Tuesday, September 16, 2008

And the darkness continues

Around 1:30 PM on Sunday we lost power at our house. It was astonishing, the sun was shining but the wind was fiercely blowing (later news reports clocked gusts at over 75 mph). The trees and debris blowing around were something you would see during a sever thunderstorm. No rain, no thunder and no tornado just the steady wind. Four hours later when the wind stopped, they entire town was without power. The electric company was swamped with calls. In the Cincinnati area, over 800,000 homes were without power. In Dayton, over 225,000 homes were without power which was further exacerbated by the fact 700 electrical contractors had been sent to Texas to help out with relief efforts for Hurricane Ike.

The situation here was something we’ve never seen before. If you live anywhere near tornados, you are used to seeing bursts of high winds associated with severe thunderstorms but the duration is relatively short. These winds lasted all day and were constant. Trees were felled throughout Southwestern Ohio. The governor declared a state of emergency with nearly 1.9 million people without power. Schools closed yesterday and today due to the power outages.

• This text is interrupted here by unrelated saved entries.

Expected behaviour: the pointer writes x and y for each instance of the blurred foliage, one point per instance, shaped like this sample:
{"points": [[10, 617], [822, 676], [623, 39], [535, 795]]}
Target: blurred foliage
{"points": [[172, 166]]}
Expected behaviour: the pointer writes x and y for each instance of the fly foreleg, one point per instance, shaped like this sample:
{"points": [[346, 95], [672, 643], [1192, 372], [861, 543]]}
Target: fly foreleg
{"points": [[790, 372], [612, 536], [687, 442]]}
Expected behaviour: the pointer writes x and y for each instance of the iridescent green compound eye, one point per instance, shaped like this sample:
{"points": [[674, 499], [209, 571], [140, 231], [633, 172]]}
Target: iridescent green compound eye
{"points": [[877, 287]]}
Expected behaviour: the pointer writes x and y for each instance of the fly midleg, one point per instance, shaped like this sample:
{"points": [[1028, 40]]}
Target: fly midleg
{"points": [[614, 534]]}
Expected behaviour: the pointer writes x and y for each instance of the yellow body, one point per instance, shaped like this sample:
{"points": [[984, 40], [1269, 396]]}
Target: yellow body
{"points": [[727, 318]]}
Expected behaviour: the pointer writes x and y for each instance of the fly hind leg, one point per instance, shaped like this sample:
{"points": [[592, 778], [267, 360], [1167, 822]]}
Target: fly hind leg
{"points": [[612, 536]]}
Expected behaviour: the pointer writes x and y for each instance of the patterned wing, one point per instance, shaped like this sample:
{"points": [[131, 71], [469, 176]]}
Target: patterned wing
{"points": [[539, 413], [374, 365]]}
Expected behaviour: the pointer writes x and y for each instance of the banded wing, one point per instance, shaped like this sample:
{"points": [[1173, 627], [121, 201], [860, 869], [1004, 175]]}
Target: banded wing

Food was spoiling in refrigerators in supermarkets and cafeterias. Gas prices soared as people descended on those stations still with power looking to fill up. My daughter and I walked around out town Sunday night. It was completely black, only the occasional candle lit homes. The only ambient light was provided by the numerous vehicles out on the roads (I have to ask, where were you all going?).

The weather on Sunday was created by a unique combination of a cold front come from the Northern Plains encountering the remnants of Hurricane Ike. The one-two punch re-energized what was left of Ike to produce the strong winds. The events of the last days made appreciation how devastating a full-blown hurricane must be like. It really looks like a major outbreak of tornados ripped through Southwestern Ohio, yet except for the high winds it was a rather typical September day.

I’m typing this on my laptop, which I recharged at the office. Oil lamps are producing the only light in my living room. The refrigerator has been purged of all its contents. I don’t know when we will get power back at the house, some estimates go out to the weekend. Fortunately we have a gas stove and water heater so we still can cook and have hot water. Some communities weren’t as fortunate, the lack of power also shut down their water treatment plants.

Once the events of this week become yesterday’s news, I will be looking to having a back-up generator installed in the house to power the furnace and refrigerator. A back-up generator had been on my list of improvements but just had not gotten around to it. That will change here shortly. The other emergency supplies on hand for disasters worked just fine although batteries do run out quickly with a entire household using flashlights and battery-operated radios. Water wasn’t a problem (this time). If we had to have this happen, this was the perfect time with mild temperatures. I can’t imagine what would have happened if this occurred during the middle of winter.